Foreign Minister John Baird addresses the United Nations General Assembly.CHIP EAST/Reuters

John Baird, the Minister of Foreign Affairs, was right to forcefully argue against the resolution at the United Nations to grant the Palestinian Authority the status of a non-member observer state. Canada should not, however, close any of its lines of communications with the Palestinians, let alone penalize them by such measures as a closing of the Palestinian mission in Ottawa, which is reportedly among the ominous-sounding "available next steps" that Mr. Baird and his envoys to Israel, the PA and the UN are now considering.

Mr. Baird shares Canada's long-held view that a two-state solution to the Israeli-Palestinian conflict is eminently desirable. But Mahmoud Abbas, the president of the PA, insists on preconditions for negotiations. Meanwhile, the current Israeli government led by Benjamin Netanyahu is doing little to limit Israeli settlements in the West Bank. The upshot is a dangerous impasse.

Moreover, Hamas, which rules Gaza, has not resolved its six-year-old civil war with Fatah, which controls the PA. Half-hearted reconciliation attempts have failed.

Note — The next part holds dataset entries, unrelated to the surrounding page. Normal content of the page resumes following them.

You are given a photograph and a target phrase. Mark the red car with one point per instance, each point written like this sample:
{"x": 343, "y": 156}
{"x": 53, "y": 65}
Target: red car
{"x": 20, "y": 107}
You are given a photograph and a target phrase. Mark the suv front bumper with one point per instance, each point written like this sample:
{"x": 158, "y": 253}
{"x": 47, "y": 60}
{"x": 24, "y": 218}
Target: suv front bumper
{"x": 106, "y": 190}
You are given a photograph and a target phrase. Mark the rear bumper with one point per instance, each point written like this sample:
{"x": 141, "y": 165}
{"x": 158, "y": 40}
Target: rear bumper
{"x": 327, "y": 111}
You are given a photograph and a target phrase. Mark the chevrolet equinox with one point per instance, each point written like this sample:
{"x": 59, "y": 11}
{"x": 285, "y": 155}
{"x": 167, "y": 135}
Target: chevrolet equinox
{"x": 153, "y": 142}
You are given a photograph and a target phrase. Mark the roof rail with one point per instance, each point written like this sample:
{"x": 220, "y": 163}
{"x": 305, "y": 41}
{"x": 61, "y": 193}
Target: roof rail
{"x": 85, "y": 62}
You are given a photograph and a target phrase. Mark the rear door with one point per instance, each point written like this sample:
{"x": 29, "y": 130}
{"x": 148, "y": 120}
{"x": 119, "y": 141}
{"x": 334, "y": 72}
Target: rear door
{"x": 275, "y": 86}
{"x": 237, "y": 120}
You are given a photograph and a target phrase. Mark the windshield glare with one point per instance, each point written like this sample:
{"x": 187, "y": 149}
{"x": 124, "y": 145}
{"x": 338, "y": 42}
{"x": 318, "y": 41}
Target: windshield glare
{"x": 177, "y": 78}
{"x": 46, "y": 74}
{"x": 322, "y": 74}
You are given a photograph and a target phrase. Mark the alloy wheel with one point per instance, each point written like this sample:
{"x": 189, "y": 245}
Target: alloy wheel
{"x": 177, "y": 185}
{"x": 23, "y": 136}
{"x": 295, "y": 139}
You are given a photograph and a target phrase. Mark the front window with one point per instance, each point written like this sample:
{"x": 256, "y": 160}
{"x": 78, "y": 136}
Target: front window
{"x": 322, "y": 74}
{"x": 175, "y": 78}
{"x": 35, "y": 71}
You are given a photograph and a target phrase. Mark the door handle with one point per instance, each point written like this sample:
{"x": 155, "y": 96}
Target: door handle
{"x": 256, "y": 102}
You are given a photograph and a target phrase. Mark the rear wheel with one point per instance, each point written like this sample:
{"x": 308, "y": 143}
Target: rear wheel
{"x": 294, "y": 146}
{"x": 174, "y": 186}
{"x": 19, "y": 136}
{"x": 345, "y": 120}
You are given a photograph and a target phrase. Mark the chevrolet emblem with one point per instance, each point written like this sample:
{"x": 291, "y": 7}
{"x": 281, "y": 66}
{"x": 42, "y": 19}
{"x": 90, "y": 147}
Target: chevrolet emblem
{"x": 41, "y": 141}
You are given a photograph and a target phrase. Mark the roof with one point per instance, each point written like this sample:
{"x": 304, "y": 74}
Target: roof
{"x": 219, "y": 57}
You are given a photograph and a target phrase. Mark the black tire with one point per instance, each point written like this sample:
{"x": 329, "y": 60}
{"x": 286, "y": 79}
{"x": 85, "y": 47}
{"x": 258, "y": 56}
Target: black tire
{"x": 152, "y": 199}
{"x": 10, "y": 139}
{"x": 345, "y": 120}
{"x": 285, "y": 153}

All that leaves the Israeli and Palestinian peoples deeply entangled with each other. The PA does not have effective power over much of the territory in question. If and when there is an agreed solution, there will be agreed borders, but these are now missing. The UN resolution's assertion of the borders of 1967 is disconnected from the present reality. "Non-member observer state" sounds innocuous, but a state that is not a state is a slippery, destabilizing element in the international order.

It is unreasonable, however, to retaliate against the Palestinians for pursuing their aspirations for statehood, which in themselves are legitimate. The PA's current method of seeking a nation-state through an artificial construct in a resolution passed at Turtle Bay, Manhattan, N.Y., is flawed, but entirely understandable.

The presence of Palestinian missions in capital cities such as Ottawa should be encouraged. All contexts for mutual persuasion should be kept open; better that than the violent alternative, which is represented by Hamas. Aid should not be reduced as a punishment.

Mr. Baird, having dramatically summoned home Canada's representatives from Tel Aviv, Ramallah and the UN, should come down from his high horse and return to the hard, slow work of fostering progress toward a two-state solution.